European Commission - Press release
Antitrust: European Competition Network report shows competition enforcement across the EU benefits all parts of the food sector
Brussels, 24 May 2012 - The European Competition Network (ECN) has published a report showing that active enforcement of competition law in the food sector across Europe, in particular at the processing and manufacturing levels, has benefitted farmers, suppliers and consumers. The report shows that the food sector has been a priority of competition authorities in Europe over the last few years and that their action has intensified since the food price crisis broke out in 2007. The ECN brings together the European Commission and the national competition authorities of the 27 Member States.
Joaquín Almunia, Commission Vice-President in charge of competition policy, said, "Competition authorities across Europe are working hard to ensure that food markets work for suppliers and consumers alike. Where there has been anticompetitive behaviour at any level of the food supply chain, competition authorities have swiftly addressed them. There are more things that could be done: some producers could restructure and pool activities in order to become more efficient while some countries still have unnecessary regulatory barriers at the retail level. Competition authorities are ready to help to address these issues at EU and national levels."
The report provides detailed information on how competition works in the food sector on the basis of the most recent activities carried out by both the European Commission and the national competition authorities in this area (see MEMO/12/373)
From 2004 to 2011, European competition authorities have investigated more than 180 antitrust cases, taken close to 1.300 merger decisions and undertaken more than 100 monitoring actions. The largest number of cases concerned processing and manufacturing and, to a lesser extent, retail levels. More than 50 cartels involving price fixing, market and customer allocation, and the exchange of sensitive business information have been prohibited, as have exclusionary practices that worked against farmers or suppliers.
In their market monitoring activities competition authorities have analysed how food markets are working. Much of this work has shown that there were many explanations for unfavourable market developments other than lack of competition among market players.
Competition authorities have also called for regulatory reform such as the amendment or repeal of laws hindering the development of retail stores and the adoption of codes or laws to address unfair commercial practices.
Finally, competition authorities have invited producers to increase efficiencies and strengthen their position in the value chain through, among other things, the creation of cooperatives.

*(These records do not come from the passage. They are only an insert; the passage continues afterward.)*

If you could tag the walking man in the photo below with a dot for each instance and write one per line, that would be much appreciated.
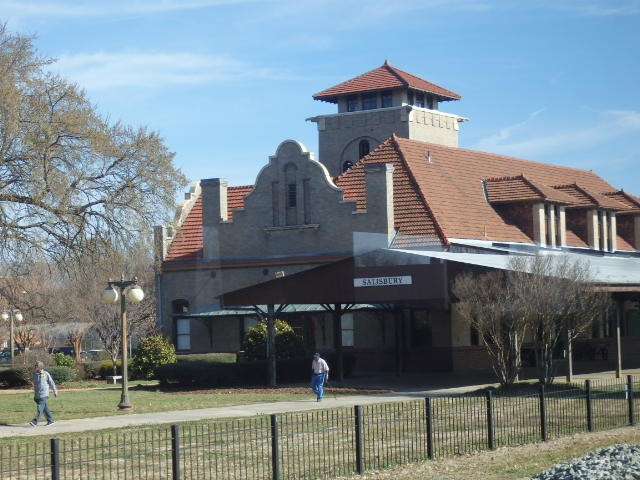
(42, 383)
(319, 375)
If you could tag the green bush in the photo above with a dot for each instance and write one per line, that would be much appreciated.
(18, 376)
(288, 344)
(62, 360)
(63, 374)
(203, 374)
(89, 370)
(151, 353)
(106, 368)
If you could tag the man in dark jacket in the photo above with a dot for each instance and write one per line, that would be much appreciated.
(42, 384)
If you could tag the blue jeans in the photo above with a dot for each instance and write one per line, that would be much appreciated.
(317, 384)
(42, 408)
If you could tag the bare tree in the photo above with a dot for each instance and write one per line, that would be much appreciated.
(71, 183)
(486, 303)
(560, 300)
(547, 296)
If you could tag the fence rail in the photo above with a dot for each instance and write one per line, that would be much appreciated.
(329, 443)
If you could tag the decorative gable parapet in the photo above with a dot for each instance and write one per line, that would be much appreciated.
(295, 209)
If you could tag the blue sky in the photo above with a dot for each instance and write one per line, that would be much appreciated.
(225, 81)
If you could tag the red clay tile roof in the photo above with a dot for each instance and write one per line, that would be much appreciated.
(188, 242)
(586, 197)
(382, 78)
(413, 219)
(439, 195)
(522, 189)
(440, 189)
(629, 201)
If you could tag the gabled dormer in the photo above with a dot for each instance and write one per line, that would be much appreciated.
(377, 104)
(537, 209)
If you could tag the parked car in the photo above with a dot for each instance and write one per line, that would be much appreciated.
(66, 350)
(92, 355)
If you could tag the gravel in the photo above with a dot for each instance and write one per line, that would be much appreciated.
(618, 462)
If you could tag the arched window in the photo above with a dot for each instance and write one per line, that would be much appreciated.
(347, 165)
(291, 194)
(363, 148)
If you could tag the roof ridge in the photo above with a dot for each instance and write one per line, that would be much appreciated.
(443, 238)
(395, 71)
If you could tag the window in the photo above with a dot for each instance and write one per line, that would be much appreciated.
(292, 195)
(347, 165)
(183, 334)
(347, 329)
(180, 306)
(387, 99)
(363, 148)
(369, 101)
(248, 323)
(352, 103)
(421, 329)
(474, 337)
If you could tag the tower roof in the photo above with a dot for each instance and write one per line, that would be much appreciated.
(382, 78)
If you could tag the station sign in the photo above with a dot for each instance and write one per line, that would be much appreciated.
(383, 281)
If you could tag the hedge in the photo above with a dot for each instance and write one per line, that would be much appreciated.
(204, 374)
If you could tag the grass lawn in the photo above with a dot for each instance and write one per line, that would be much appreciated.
(97, 402)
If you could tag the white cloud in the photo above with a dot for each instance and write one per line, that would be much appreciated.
(106, 7)
(524, 140)
(135, 69)
(505, 133)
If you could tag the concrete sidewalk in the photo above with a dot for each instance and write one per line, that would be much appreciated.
(404, 389)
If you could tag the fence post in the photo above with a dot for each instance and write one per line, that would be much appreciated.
(543, 414)
(587, 389)
(429, 413)
(175, 452)
(357, 409)
(490, 429)
(55, 459)
(275, 447)
(632, 420)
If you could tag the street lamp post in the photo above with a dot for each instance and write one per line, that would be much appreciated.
(133, 293)
(11, 314)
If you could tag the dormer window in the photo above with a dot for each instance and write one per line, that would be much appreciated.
(352, 103)
(369, 101)
(292, 193)
(387, 99)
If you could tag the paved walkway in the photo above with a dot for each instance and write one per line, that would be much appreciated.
(404, 387)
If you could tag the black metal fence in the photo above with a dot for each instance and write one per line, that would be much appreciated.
(328, 443)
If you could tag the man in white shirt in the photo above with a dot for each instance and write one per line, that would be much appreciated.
(319, 375)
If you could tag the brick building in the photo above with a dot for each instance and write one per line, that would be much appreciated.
(393, 192)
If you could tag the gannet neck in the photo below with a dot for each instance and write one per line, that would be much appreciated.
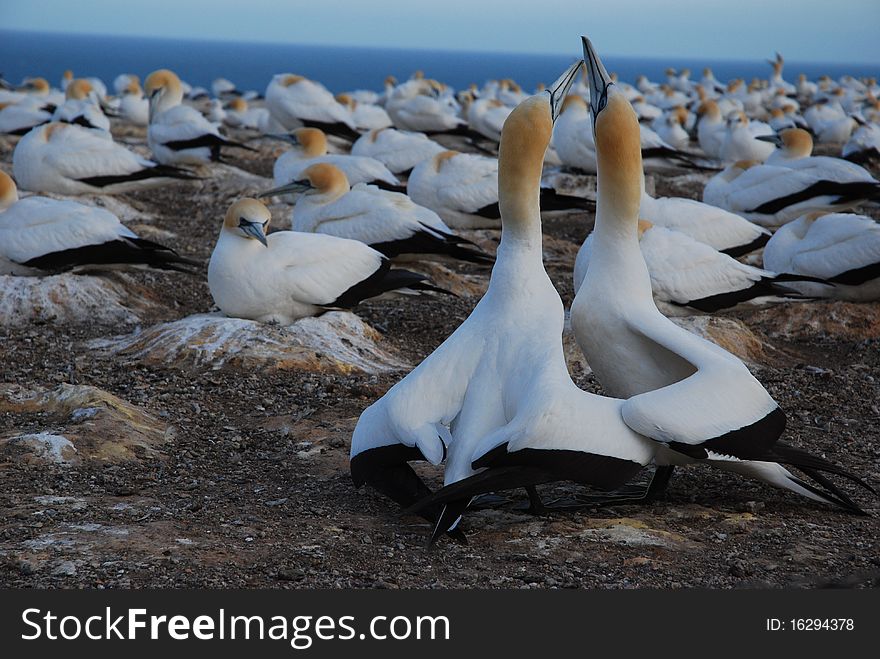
(8, 191)
(524, 139)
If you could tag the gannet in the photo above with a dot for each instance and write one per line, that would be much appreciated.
(81, 107)
(496, 396)
(296, 101)
(180, 134)
(310, 148)
(841, 248)
(771, 195)
(286, 275)
(39, 235)
(698, 402)
(389, 222)
(70, 159)
(689, 277)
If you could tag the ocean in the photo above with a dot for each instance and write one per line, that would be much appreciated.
(251, 65)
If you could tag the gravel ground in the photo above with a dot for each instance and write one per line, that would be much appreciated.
(254, 490)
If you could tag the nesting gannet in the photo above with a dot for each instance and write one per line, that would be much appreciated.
(698, 402)
(791, 144)
(398, 150)
(841, 248)
(688, 276)
(389, 222)
(286, 275)
(771, 195)
(180, 134)
(70, 159)
(496, 397)
(725, 231)
(81, 107)
(310, 148)
(296, 101)
(39, 235)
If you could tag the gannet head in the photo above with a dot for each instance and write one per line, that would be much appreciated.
(79, 90)
(617, 138)
(8, 191)
(164, 91)
(249, 219)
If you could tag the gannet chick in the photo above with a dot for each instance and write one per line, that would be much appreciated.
(389, 222)
(70, 159)
(41, 236)
(296, 101)
(495, 397)
(841, 248)
(180, 134)
(689, 277)
(398, 150)
(771, 195)
(310, 148)
(696, 401)
(287, 275)
(81, 107)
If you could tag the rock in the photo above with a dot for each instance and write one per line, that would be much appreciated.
(337, 341)
(89, 424)
(833, 319)
(110, 299)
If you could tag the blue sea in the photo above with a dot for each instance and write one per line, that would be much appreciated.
(251, 65)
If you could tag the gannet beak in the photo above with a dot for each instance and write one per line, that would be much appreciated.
(600, 81)
(294, 187)
(255, 230)
(773, 139)
(559, 89)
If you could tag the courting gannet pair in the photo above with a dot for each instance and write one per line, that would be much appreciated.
(287, 275)
(40, 236)
(502, 412)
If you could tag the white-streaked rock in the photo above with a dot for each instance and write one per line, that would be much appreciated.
(334, 341)
(112, 298)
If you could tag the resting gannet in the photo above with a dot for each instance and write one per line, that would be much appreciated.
(696, 401)
(842, 248)
(310, 148)
(495, 399)
(389, 222)
(70, 159)
(39, 236)
(286, 275)
(180, 134)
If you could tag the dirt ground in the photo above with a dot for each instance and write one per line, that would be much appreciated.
(250, 487)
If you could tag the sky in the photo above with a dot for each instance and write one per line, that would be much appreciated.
(803, 30)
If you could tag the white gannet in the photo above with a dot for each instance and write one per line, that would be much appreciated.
(180, 134)
(286, 275)
(296, 101)
(462, 188)
(310, 148)
(698, 402)
(841, 248)
(39, 235)
(725, 231)
(81, 107)
(495, 397)
(771, 195)
(389, 222)
(688, 276)
(398, 150)
(68, 159)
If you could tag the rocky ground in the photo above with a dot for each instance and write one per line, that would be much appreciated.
(138, 462)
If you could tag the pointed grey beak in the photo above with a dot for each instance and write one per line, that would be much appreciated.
(294, 187)
(254, 230)
(559, 89)
(773, 139)
(599, 79)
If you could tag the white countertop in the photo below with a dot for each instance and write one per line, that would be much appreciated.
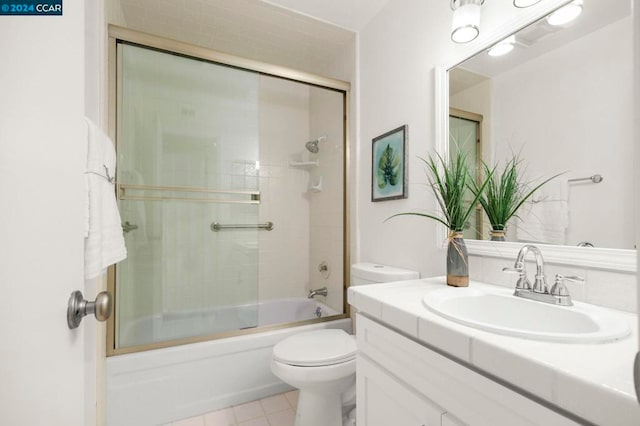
(593, 381)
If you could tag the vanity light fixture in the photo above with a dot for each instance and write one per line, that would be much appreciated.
(566, 13)
(466, 20)
(524, 3)
(503, 47)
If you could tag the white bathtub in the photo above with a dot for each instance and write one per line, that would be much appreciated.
(160, 386)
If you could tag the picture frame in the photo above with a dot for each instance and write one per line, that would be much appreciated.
(389, 165)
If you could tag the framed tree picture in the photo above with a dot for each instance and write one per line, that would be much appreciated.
(389, 165)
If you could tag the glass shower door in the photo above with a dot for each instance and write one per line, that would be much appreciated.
(187, 143)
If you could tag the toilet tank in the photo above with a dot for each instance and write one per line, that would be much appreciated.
(371, 273)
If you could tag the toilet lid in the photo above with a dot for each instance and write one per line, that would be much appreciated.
(316, 348)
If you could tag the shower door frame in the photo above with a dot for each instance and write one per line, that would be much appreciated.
(124, 35)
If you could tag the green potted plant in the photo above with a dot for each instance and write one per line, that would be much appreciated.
(449, 182)
(502, 194)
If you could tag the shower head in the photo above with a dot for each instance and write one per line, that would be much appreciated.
(313, 146)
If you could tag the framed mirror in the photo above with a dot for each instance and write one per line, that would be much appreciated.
(560, 99)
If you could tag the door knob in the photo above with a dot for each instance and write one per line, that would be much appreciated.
(78, 307)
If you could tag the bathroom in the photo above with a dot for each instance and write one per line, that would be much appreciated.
(388, 53)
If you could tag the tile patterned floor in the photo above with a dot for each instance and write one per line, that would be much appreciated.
(278, 410)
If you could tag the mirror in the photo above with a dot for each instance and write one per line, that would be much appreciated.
(562, 100)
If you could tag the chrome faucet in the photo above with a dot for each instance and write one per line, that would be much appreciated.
(318, 292)
(523, 283)
(557, 295)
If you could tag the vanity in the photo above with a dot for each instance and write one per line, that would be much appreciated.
(416, 367)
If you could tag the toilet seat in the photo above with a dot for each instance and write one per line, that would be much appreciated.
(316, 348)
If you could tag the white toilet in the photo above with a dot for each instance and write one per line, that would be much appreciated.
(322, 363)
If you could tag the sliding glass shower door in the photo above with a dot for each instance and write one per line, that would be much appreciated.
(188, 157)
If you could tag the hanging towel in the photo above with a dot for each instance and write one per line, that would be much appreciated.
(104, 241)
(545, 216)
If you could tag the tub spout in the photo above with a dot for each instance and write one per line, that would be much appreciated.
(318, 292)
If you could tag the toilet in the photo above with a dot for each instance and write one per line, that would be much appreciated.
(322, 363)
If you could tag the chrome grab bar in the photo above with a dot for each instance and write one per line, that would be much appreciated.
(251, 197)
(215, 226)
(594, 179)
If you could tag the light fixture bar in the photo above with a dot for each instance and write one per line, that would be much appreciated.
(466, 20)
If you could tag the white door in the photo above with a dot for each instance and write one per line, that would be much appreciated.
(42, 104)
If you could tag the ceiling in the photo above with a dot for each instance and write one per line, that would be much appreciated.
(540, 37)
(349, 14)
(307, 35)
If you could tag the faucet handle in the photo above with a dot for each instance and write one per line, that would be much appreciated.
(559, 288)
(523, 282)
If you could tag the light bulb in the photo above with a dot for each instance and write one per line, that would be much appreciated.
(466, 23)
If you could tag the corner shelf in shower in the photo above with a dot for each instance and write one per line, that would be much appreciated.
(307, 165)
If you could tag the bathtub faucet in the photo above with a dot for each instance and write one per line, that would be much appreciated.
(318, 292)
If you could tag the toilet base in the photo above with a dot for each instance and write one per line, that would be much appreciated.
(319, 409)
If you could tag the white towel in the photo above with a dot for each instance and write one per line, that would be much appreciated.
(104, 242)
(545, 216)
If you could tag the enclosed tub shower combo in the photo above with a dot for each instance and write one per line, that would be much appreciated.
(231, 186)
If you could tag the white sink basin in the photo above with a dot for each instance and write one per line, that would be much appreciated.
(499, 311)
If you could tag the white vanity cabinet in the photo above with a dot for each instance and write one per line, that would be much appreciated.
(384, 401)
(402, 382)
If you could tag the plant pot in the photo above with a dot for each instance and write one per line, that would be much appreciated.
(498, 234)
(457, 261)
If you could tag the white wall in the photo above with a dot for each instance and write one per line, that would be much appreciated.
(575, 114)
(398, 51)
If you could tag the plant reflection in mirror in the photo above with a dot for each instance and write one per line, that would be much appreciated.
(502, 193)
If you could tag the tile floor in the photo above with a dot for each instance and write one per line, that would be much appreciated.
(277, 410)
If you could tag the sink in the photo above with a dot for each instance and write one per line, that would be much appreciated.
(499, 311)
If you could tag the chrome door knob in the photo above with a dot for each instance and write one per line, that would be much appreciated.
(78, 308)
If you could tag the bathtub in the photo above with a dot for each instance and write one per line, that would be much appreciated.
(164, 385)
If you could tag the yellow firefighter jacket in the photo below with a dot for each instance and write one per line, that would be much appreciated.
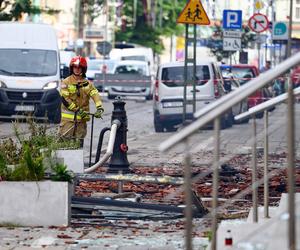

The food sector will remain a high priority for European competition authorities. They are currently investigating about 60 further antitrust cases and carrying out further monitoring actions. As in the past, they will continue to coordinate their actions through the European Competition Network and will develop further this cooperation in the future.
The report responds to requests by Members of the European Parliament for explanations about the actions taken by competition authorities in the food sector. It also follows the Commission's Communication on a better functioning food supply chain of 28 October 2009.
The Communication called for a common approach among competition authorities within the European Competition Network to better detect endemic problems specific to food markets and coordinate future actions.